In the meantime, a publicist introduces Y, a writer from a very popular rap blog, to the founders. Zingler is warm, but Cherif seems genuinely excited to meet him, telling Y that he reads the site daily and loves what it does for his favorite artists.

A photographer from a New York-based rap magazine shows up outside the tour bus (in what looks to be an original-run 1996-97 Chicago Bulls shirt) to shoot portraits of the founders. While the three men negotiate locations and poses, a security guard discreetly takes out his phone and frames a potential shot that would include the Hard Rock Stadium sign from the structure looming in the distance. When Cherif and Zingler walk in the opposite direction, talking between themselves about how their planned shot might work, the security guard taps the photographer on the shoulder and shows him the stadium-sign backdrop. “That would be cool,” the photographer says. “But they wanna do it the way they wanna do it.”

XXXTentacion performing at Rolling Loud.

A music-streaming service wants to interview the founders on camera for its new push into video. Zingler and Cherif squeeze into a couch on one of the buses; Zingler has changed, for this and a few other photo and video obligations, into a black leather vest with metal studs. It says “FUCK OFF” on the back. Cherif, on the other hand, doesn’t bother to hide the walkie-talkie receiver strapped to his shoulder. They both wear Rolling Loud-branded bandanas.

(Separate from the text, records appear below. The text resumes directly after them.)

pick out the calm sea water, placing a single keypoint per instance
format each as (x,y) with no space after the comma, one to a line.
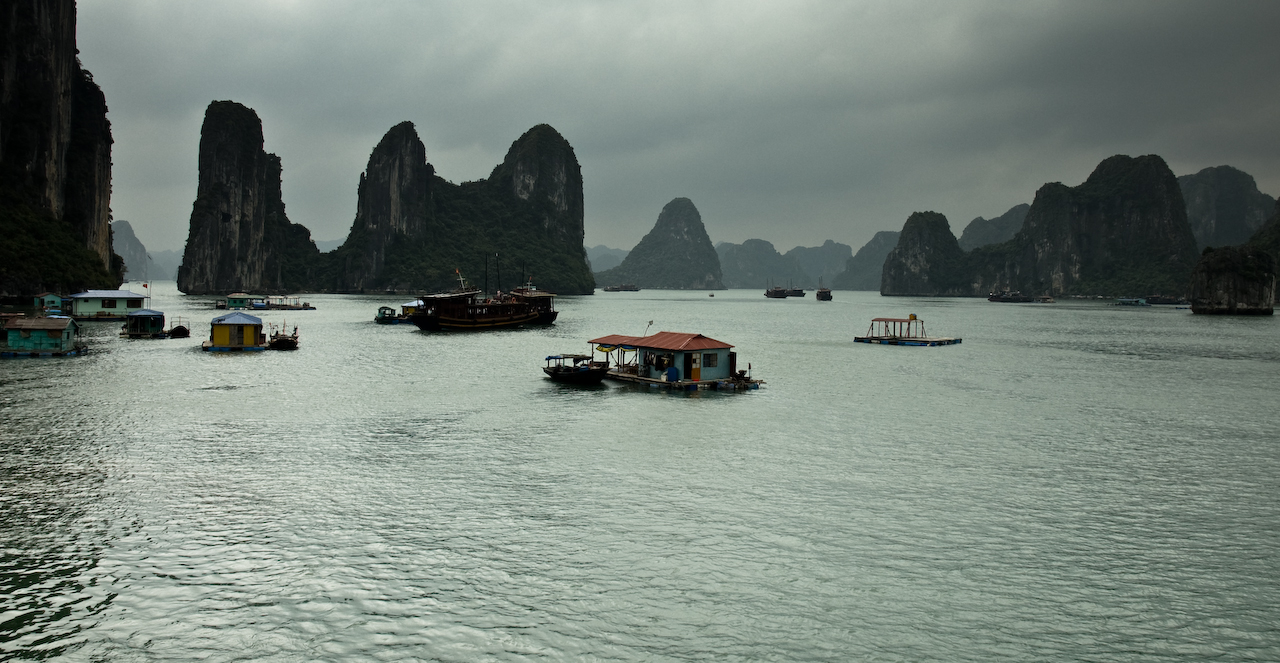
(1075,481)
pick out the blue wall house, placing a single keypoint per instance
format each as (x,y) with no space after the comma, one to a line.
(105,305)
(36,337)
(673,356)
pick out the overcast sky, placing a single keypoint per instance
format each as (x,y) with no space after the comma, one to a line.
(791,122)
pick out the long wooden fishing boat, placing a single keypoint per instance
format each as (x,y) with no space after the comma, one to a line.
(575,369)
(466,309)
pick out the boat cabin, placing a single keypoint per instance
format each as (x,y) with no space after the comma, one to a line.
(49,301)
(144,324)
(236,333)
(105,305)
(41,337)
(672,356)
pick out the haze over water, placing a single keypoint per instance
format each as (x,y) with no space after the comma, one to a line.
(1075,481)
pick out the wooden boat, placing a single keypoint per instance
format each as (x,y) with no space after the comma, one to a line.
(283,341)
(467,310)
(286,303)
(542,301)
(575,369)
(675,360)
(144,324)
(903,332)
(823,293)
(1009,297)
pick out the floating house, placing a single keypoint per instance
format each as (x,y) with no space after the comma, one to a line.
(42,337)
(236,333)
(145,324)
(105,305)
(673,359)
(49,301)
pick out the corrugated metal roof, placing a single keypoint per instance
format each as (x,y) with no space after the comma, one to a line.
(108,295)
(237,319)
(37,323)
(664,341)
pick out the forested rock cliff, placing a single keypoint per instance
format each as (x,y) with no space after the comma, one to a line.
(55,158)
(675,255)
(755,264)
(1234,280)
(927,259)
(240,237)
(1123,232)
(414,229)
(1239,280)
(1224,206)
(127,245)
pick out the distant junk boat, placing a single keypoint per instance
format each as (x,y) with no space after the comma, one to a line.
(777,292)
(903,332)
(823,293)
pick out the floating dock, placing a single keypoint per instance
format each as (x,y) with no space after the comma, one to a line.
(903,332)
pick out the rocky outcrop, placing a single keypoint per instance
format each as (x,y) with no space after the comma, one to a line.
(55,156)
(927,260)
(240,236)
(755,264)
(1234,280)
(1224,206)
(821,264)
(864,269)
(131,250)
(982,232)
(1123,232)
(675,255)
(1239,280)
(414,229)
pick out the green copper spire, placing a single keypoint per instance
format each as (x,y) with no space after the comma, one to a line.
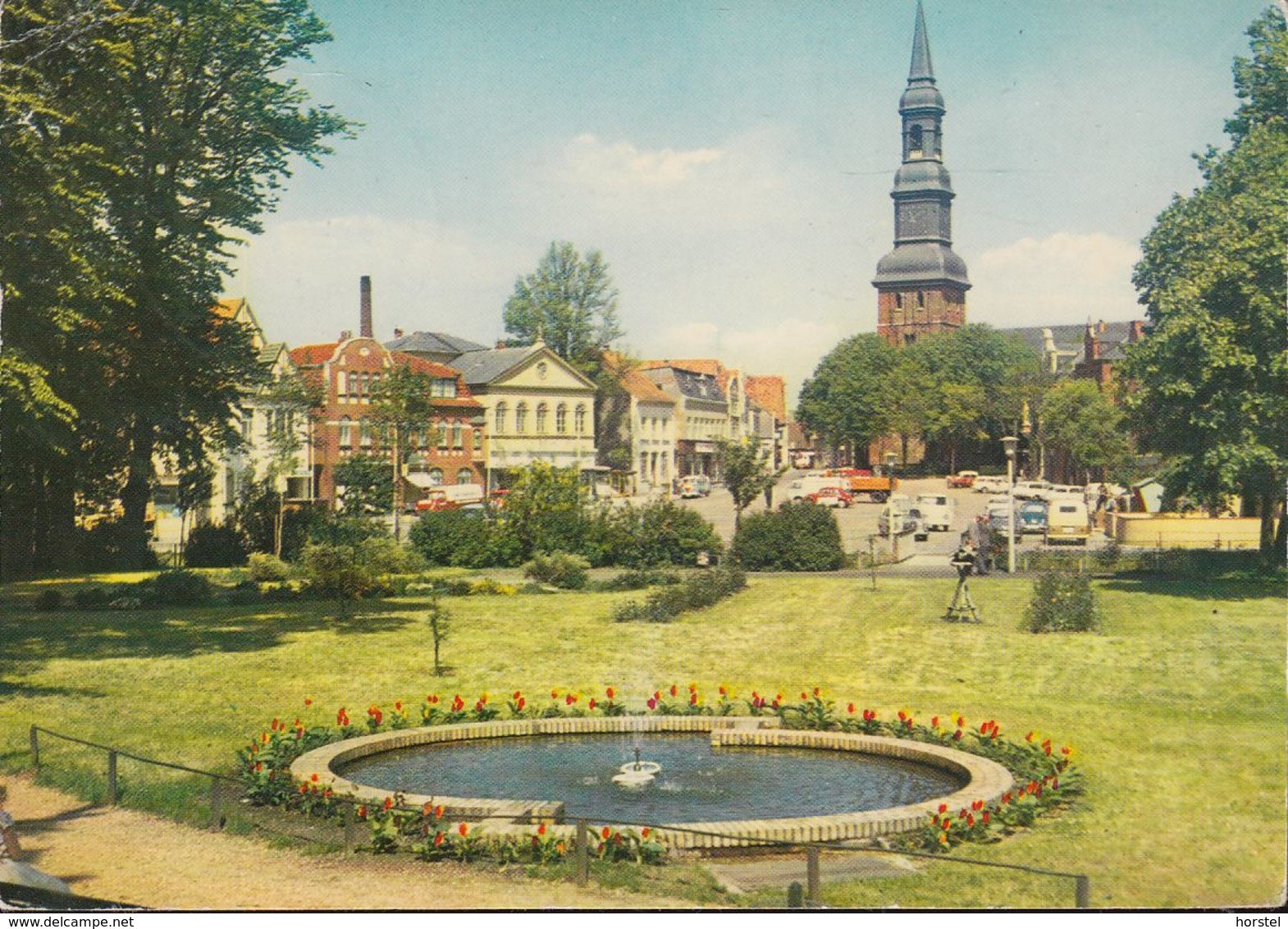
(921,68)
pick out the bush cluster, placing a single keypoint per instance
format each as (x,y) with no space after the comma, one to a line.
(1063,602)
(696,593)
(560,569)
(797,536)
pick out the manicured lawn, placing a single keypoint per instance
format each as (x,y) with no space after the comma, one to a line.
(1176,709)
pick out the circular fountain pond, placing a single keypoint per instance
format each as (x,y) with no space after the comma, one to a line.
(696,780)
(729,780)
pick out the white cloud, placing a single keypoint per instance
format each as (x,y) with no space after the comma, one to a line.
(610,167)
(302,277)
(1066,277)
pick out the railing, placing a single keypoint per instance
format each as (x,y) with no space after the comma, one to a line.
(809,895)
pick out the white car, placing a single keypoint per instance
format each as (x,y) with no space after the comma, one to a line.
(989,485)
(937,512)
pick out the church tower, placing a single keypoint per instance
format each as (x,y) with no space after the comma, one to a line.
(921,284)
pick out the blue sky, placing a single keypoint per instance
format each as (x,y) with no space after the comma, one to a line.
(733,162)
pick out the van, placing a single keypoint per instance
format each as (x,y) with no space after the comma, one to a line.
(937,512)
(1068,521)
(450,497)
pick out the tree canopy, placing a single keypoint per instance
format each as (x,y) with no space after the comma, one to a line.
(139,140)
(569,303)
(1210,379)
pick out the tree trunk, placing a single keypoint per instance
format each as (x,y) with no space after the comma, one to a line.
(135,497)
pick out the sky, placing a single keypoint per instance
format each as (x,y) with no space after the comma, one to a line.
(733,162)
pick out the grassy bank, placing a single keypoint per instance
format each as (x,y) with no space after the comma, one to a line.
(1176,709)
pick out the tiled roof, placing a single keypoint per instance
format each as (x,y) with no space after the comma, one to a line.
(707,366)
(434,343)
(312,356)
(770,392)
(642,388)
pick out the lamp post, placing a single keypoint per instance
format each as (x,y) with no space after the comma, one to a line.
(894,530)
(1009,445)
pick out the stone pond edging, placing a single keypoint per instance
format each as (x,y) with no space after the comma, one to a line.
(987,780)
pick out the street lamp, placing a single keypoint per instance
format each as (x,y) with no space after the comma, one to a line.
(894,530)
(1009,445)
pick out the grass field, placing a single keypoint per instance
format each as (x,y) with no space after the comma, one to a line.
(1176,709)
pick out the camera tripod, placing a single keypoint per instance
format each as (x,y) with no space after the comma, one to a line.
(962,607)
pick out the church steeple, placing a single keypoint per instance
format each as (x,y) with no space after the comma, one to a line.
(921,284)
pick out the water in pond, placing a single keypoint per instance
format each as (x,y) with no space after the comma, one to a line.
(697,782)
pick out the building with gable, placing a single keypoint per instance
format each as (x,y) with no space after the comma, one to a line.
(449,447)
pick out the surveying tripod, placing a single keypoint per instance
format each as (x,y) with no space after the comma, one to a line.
(962,608)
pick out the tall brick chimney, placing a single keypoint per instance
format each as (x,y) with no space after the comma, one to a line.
(365,330)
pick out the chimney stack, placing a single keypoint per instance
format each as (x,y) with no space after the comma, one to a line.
(365,330)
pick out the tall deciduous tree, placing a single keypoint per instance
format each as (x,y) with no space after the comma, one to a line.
(1211,375)
(156,131)
(747,469)
(569,302)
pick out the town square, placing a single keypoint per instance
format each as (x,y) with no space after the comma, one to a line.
(599,456)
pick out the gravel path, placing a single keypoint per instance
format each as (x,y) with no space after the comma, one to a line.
(131,857)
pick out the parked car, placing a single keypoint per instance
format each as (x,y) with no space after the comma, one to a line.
(920,533)
(1032,515)
(989,485)
(802,488)
(937,509)
(1030,490)
(450,497)
(831,497)
(895,515)
(1068,521)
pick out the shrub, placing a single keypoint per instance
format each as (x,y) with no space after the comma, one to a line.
(797,538)
(338,571)
(92,598)
(460,539)
(180,588)
(697,593)
(1063,602)
(266,567)
(49,598)
(560,569)
(386,554)
(215,547)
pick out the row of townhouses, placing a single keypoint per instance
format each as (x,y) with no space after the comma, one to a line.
(492,411)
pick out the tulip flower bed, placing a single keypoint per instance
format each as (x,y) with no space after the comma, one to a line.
(1044,773)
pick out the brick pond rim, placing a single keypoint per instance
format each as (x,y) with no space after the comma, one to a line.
(985,780)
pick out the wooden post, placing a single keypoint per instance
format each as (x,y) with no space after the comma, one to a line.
(582,853)
(350,813)
(214,804)
(111,777)
(795,895)
(811,877)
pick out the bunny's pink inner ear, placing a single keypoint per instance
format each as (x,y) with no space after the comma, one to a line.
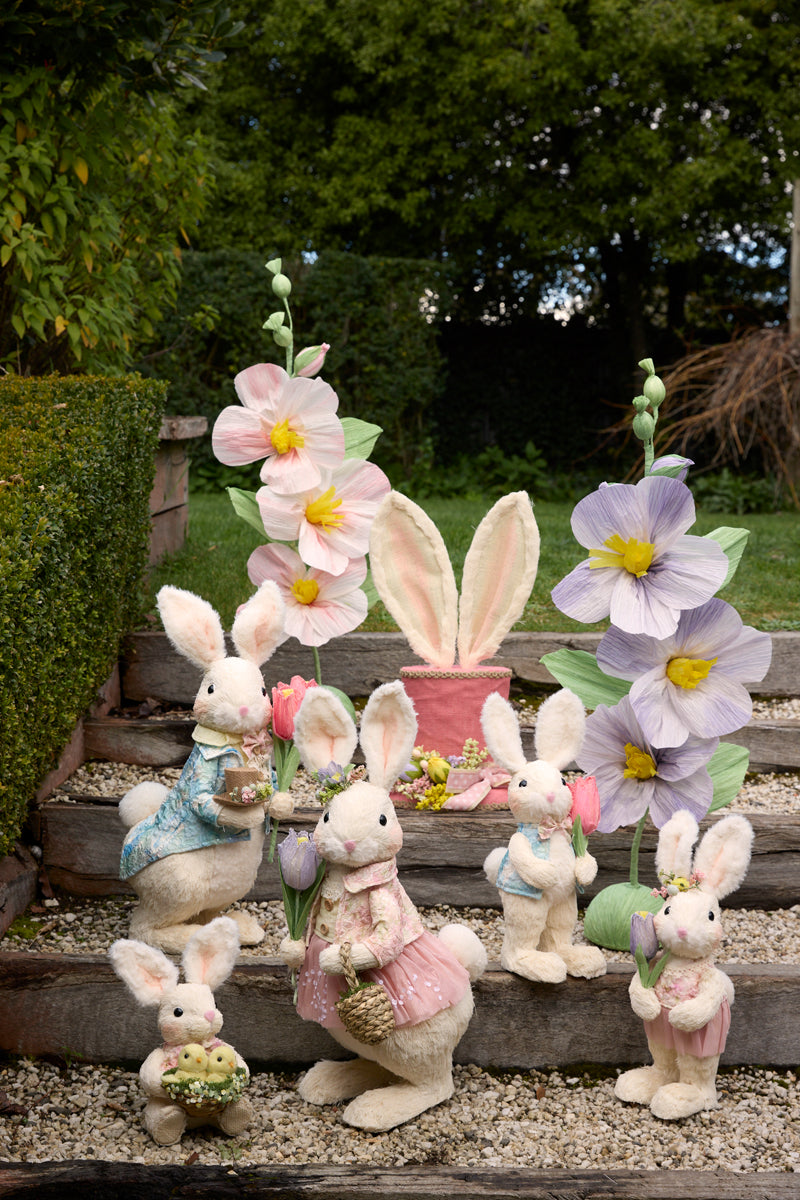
(192,627)
(414,577)
(499,574)
(258,628)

Starlito and Don Trip, the rappers from Tennessee whose Step Brothers series is one of the boldest, most brilliant running projects in rap, pass through the general admission crowd largely unaccosted. This despite Starlito’s near-fluorescent Memphis Grizzlies jacket. They’re in their early 30s.

On Sunday night, about an hour before Lil Wayne is scheduled to close out one of the smaller stages, a fire marshal kicks Y and me out of the stage’s adjacent (and, importantly, tented) VIP area, either because Y doesn’t have the proper wristband to be there or because I laughed too loudly at the cop who was dancing and lip-syncing during Yachty’s set.

It’s pouring. We search in vain for the transparent ponchos that are covering so many people’s hoodies and midriffs and Tune Squad jerseys. A teenaged boy and girl, both topless, hold hands as they squeeze through the soaking crowd.

Wayne never shows. Y and I slip backstage and onto the bus that’s become a makeshift headquarters for a music-streaming platform. When we arrive, there’s just one person there eating M&Ms and playing 2K; within 10 minutes, the bus is packed shoulder to shoulder, and there’s a quarter-inch of water on the floor. A girl in a Hot Boys shirt shows up, dejected. She and I decide to abandon all hope for a late-start Wayne performance and take a golf cart over to the main stage to watch Future’s headlining set.

As she backs out the cart and nearly skids, on mud, into a fence, she casually mentions that she doesn’t have her driver’s license. We careen down the backstage road, toward the sound of “Real Sisters.”